From 58eefdc5e6ab3bcfe957eccc2cba09f6172ccdab Mon Sep 17 00:00:00 2001
From: Hannes Hansen <mail@hannesh.de>
Date: Tue, 18 Jan 2022 09:58:57 +0100
Subject: [PATCH] use fracridge pypi package; fix #20

---
 frrsa/fitting/fitting.py             |   6 +-
 frrsa/fitting/fracridge/__init__.py  |   2 -
 frrsa/fitting/fracridge/_linalg.py   |  99 ------------
 frrsa/fitting/fracridge/_numba.py    |  71 ---------
 frrsa/fitting/fracridge/fracridge.py | 216 ---------------------------
 requirements.txt                     |   1 +
 6 files changed, 2 insertions(+), 393 deletions(-)

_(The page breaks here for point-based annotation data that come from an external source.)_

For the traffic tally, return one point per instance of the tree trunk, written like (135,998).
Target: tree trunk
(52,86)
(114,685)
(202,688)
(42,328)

 delete mode 100755 frrsa/fitting/fracridge/__init__.py
 delete mode 100755 frrsa/fitting/fracridge/_linalg.py
 delete mode 100755 frrsa/fitting/fracridge/_numba.py
 delete mode 100755 frrsa/fitting/fracridge/fracridge.py

diff --git a/frrsa/fitting/fitting.py b/frrsa/fitting/fitting.py
index a8eb62b..025a934 100755
--- a/frrsa/fitting/fitting.py
+++ b/frrsa/fitting/fitting.py
@@ -13,11 +13,7 @@
 import numpy as np
 from sklearn.preprocessing import StandardScaler
 from sklearn.linear_model import Ridge
-
-if ('dev' not in str(Path(os.getcwd()).parent)) and ('draco' not in str(Path(os.getcwd()).parent)) and ('cobra' not in str(Path(os.getcwd()).parent)):
-    from fitting.fracridge import fracridge
-else:
-    from frrsa.frrsa.fitting.fracridge import fracridge
+from fracridge import fracridge
 
 
 def count_targets(y):
diff --git a/frrsa/fitting/fracridge/__init__.py b/frrsa/fitting/fracridge/__init__.py
deleted file mode 100755
index 3ec645e..0000000
--- a/frrsa/fitting/fracridge/__init__.py
+++ /dev/null
@@ -1,2 +0,0 @@
-# from .version import version as __version__  # noqa
-from .fracridge import *  #noqa
\ No newline at end of file
diff --git a/frrsa/fitting/fracridge/_linalg.py b/frrsa/fitting/fracridge/_linalg.py
deleted file mode 100755
index de30a78..0000000
--- a/frrsa/fitting/fracridge/_linalg.py
+++ /dev/null
@@ -1,99 +0,0 @@
-"""
-This code is taken from the hyperlearn library: https://github.com/danielhanchen/hyperlearn/
-And distributed together with the license therein:
-BSD 3-Clause License
-Copyright (c) 2020, Daniel Han-Chen
-All rights reserved.
-Redistribution and use in source and binary forms, with or without
-modification, are permitted provided that the following conditions are met:
-1. Redistributions of source code must retain the above copyright notice, this
-   list of conditions and the following disclaimer.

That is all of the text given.